Je la rassurai en lui disant que l’état de son mollet ne m’inquiétait pas du tout. Mais malgré cela, elle gardait son air inquiet : – Tu as peur ? Maria hocha la tête : – Oui Cet aveu sembla l’apaiser. Elle me raconta comment elle s’était égratignée. C’était surtout le fait que ce soit un bout de fer qui l’inquiétait. Elle avait entendu à la télé que c’était très grave de se piquer avec un bout de fer et qu’après, on pouvait mourir. Saisie et stupéfiée, elle n’avait rien osé dire. J’ai supposé que Maria assimilait ce qui lui était arrivé avec le fait de se piquer avec une aiguille souillée. Nous parlâmes un moment de blessures, de risques, de prévention, de soins, puis elle alla tranquillement jouer. Les enfants accèdent régulièrement à des informations, dont les adultes n’ont pas toujours conscience. Nous ne mesurons pas la portée qu’elles peuvent parfois prendre. Comme les enfants n’en sont pas destinataires, nous ne pensons pas qu’ils reçoivent ces mots et ces images. Pourtant, ils entendent et voient les médias, perçoivent les conversations… Même s’ils ne font que passer et ne sont pas devant la télé, la radio, l’ordinateur. Même s’ils ne paraissent pas concernés ou intéressés par ce qui se raconte ou ce qui est vu. Même s’ils ne prennent pas le journal pour lire l’article, dont le titre et les photos s’étalent sur la page. Souvent, ces informations ne leur sont pas décryptées, parce que l’on ne se rend pas compte qu’ils les captent ou parce qu’elles nous paraissent banales et sans enjeux. Pourtant, ces informations parcellaires qu’ils perçoivent dans leur environnement ont un impact.

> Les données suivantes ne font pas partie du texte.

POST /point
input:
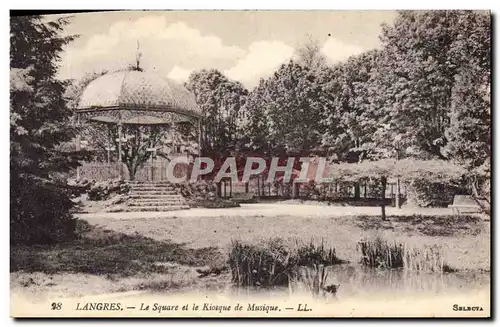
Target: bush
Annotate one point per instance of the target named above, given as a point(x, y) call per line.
point(39, 213)
point(425, 194)
point(274, 262)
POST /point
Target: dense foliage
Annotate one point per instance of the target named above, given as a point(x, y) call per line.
point(39, 123)
point(424, 96)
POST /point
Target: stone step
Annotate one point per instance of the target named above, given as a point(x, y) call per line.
point(152, 188)
point(158, 197)
point(155, 204)
point(156, 209)
point(165, 183)
point(159, 192)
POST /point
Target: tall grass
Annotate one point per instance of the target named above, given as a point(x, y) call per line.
point(273, 262)
point(380, 253)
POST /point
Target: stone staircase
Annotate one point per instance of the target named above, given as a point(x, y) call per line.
point(155, 197)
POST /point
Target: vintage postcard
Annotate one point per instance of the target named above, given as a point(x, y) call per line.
point(250, 164)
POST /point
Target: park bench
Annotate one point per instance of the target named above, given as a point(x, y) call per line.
point(465, 204)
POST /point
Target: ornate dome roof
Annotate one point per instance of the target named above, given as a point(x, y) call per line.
point(140, 91)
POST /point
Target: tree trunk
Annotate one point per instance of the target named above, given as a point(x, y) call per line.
point(398, 194)
point(357, 191)
point(383, 181)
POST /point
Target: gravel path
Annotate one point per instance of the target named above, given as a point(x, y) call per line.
point(272, 209)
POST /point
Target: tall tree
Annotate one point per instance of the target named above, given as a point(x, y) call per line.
point(40, 122)
point(255, 121)
point(295, 107)
point(350, 118)
point(422, 53)
point(221, 101)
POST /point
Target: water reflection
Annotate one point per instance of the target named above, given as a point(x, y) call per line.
point(362, 281)
point(357, 281)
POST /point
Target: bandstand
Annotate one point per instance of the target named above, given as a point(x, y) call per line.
point(136, 98)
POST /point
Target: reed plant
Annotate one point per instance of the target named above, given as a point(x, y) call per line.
point(380, 253)
point(275, 261)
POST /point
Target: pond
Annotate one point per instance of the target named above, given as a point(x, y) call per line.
point(357, 281)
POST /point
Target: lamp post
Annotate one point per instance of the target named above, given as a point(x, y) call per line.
point(152, 149)
point(398, 183)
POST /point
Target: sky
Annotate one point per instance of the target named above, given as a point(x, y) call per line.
point(244, 45)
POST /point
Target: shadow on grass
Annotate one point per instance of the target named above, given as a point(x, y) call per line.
point(427, 225)
point(102, 252)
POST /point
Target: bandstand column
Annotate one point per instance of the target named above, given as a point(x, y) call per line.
point(120, 150)
point(78, 144)
point(199, 137)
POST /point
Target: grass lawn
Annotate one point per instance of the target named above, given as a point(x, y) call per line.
point(163, 254)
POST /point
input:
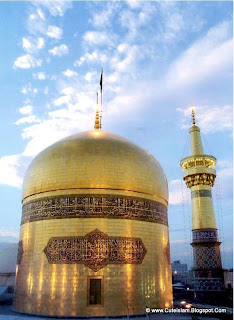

Ouvrir des espaces de parole

S’il y a évidemment des informations qu’il est essentiel de décrypter en direct avec les enfants, Il ne s’agit pas pour les adultes d’expliciter tout et en permanence, ce qui serait insupportable aussi bien pour les enfants que pour eux. Mais il me semble qu’il est important pour tout éducateur d’écouter et d’ouvrir des espaces de parole dans lesquels les enfants sachent qu’ils peuvent déposer leurs interrogations et leurs inquiétudes. Cela peut être formel. Parfois l’occasion d’un point sur l’actualité et ce qui les a intéressés peut les amener à poser leurs inquiétudes par rapport à ce qu’ils ont vu et entendu. Lors de l’épidémie de grippe d’il y a quelques années, je m’étais rendu compte au cours d’une discussion avec des élèves, que certains étaient vraiment inquiets quant au nombre de morts égrené journellement aux informations. Mais ces espaces de paroles doivent aussi être informels et l’enfant doit savoir qu’il peut parler de ce qui l’inquiète à un adulte capable de l’écouter et prendre en compte ses craintes. Un adulte conscient de l’impact que peuvent parfois avoir les informations auxquelles les enfants sont confrontés.